Mermer Yol![](mermer11.gif)
Efes Artemis Tapınağı'ndan başlayan
önce Vedius Gymnasionu'nu ve stadyumu geçerek tiyatronun
batısı ile agoranın doğusundan ilerleyen ve kütüphanenin
önünden doğuya kıvrılarak devlet agorasına çıkan, arkasından
da Magnesia Kapısı'ndan itibaren kuzeye yönelip tekrar Artemis
Tapınağı'na varan kutsal bir yol bulunuyordu. Görüldüğü üzere
bu yol, aynı zamanda kentin ana caddesi idi. Yol çeşitli
dönemlerde birçok bölümlerinde onarım ve değişiklik
geçirmiştir. Yolun, tiyatronun güneyinden başlayarak ticaret
agorası boyunca uzanan kesimini M.S. 5. yüzyılda yaşamış
olduğu düşünülen Eutropios adlı bir kişi, büyük mermer
plakalarla döşetmiştir.

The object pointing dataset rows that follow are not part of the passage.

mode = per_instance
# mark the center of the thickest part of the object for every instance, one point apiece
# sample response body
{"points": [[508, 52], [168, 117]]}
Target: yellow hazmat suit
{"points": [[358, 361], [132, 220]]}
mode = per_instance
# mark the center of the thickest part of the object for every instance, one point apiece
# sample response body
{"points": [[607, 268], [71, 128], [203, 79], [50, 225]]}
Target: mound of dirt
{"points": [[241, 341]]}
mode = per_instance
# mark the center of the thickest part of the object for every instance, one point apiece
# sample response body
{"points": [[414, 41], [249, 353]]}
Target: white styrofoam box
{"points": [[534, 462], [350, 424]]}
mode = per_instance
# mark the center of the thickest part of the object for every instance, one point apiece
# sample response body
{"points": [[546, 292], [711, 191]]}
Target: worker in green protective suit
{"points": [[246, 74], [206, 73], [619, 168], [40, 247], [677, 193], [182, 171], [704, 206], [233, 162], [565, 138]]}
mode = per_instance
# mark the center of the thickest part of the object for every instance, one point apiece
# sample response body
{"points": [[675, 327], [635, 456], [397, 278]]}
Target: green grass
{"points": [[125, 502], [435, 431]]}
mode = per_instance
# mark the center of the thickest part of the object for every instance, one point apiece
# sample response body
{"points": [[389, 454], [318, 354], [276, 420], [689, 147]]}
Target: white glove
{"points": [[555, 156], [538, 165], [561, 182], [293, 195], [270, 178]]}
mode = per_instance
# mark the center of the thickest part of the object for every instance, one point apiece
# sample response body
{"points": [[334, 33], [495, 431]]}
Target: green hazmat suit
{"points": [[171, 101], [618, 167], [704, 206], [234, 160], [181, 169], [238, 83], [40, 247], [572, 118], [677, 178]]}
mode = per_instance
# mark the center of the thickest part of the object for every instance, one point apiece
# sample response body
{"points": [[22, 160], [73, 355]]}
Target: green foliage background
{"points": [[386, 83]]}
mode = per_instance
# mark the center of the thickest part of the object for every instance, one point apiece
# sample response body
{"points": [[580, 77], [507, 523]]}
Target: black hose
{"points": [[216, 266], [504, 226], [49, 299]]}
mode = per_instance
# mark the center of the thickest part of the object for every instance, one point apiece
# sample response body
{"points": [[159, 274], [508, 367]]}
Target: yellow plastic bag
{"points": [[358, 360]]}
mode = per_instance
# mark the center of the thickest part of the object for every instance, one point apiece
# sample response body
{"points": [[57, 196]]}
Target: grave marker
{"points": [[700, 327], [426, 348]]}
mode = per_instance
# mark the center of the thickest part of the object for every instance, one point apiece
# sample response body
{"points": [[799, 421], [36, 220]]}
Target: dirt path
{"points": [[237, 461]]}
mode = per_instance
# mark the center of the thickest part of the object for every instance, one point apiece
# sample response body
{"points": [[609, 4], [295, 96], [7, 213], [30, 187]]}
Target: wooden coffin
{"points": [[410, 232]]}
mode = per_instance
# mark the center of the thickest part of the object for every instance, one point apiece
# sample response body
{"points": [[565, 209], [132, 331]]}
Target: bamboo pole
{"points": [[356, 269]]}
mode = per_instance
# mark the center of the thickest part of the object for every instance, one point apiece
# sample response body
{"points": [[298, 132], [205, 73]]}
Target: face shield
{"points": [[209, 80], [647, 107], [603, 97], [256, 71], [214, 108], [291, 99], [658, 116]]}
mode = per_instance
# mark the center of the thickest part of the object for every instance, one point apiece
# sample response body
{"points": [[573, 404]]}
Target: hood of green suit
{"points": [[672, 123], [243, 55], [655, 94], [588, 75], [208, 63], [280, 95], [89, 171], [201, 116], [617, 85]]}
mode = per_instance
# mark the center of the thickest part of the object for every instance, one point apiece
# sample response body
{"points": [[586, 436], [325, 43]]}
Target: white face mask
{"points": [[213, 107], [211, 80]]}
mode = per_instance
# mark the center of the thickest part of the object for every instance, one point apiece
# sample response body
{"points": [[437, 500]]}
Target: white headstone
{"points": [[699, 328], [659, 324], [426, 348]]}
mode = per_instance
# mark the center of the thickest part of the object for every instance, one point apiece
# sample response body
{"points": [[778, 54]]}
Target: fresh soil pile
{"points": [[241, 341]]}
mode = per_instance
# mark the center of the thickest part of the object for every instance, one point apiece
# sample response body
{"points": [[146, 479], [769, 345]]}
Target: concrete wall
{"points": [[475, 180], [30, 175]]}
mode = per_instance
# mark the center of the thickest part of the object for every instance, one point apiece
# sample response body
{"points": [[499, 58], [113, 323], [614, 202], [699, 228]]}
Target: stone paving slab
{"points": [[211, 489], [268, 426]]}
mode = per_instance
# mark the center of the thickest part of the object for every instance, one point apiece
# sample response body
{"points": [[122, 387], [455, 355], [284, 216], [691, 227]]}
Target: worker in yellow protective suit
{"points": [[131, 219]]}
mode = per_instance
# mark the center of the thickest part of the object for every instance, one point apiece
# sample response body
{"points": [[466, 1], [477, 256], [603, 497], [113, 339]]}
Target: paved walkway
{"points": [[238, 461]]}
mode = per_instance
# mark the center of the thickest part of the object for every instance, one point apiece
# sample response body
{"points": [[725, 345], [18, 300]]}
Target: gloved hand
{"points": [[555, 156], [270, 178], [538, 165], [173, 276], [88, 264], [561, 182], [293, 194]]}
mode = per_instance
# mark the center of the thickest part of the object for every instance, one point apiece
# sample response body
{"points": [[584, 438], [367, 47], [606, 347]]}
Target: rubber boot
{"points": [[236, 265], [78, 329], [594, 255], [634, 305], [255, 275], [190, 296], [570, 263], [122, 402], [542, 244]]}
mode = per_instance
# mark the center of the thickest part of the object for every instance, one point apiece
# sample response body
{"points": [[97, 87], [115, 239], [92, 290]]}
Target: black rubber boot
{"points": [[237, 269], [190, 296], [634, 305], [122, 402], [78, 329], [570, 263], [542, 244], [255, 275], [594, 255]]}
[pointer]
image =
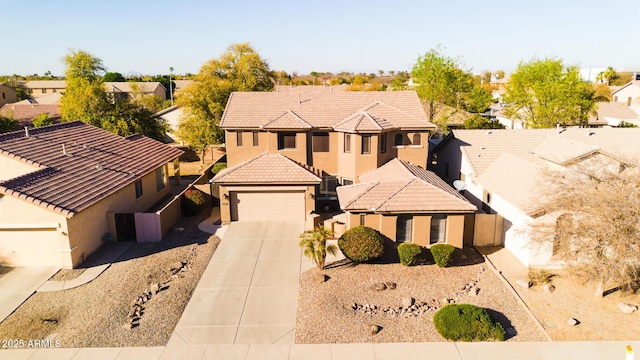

Bugün bile göze çok hoş görünen bu
mermer cadde, arabalara ayrılmıştı. Caddenin doğusunda
günümüzde, Geç Roma Dönemi'ne ait bir kolonadın kalıntıları,
batısında ise Neron döneminde (M.S. 54-68) inşa edilen ve
aşağıda söz konusu edilecek olan agoranın Dor düzeninde ve
rustika tarzındaki stoası ile 1,70 m. yüksekliğindeki kaide
duvarı uzanmaktadır. Bu Dor düzenindeki kolonadın kuzey ve
güney ucunda, anılan caddeye inen birer merdiven bulunuyordu.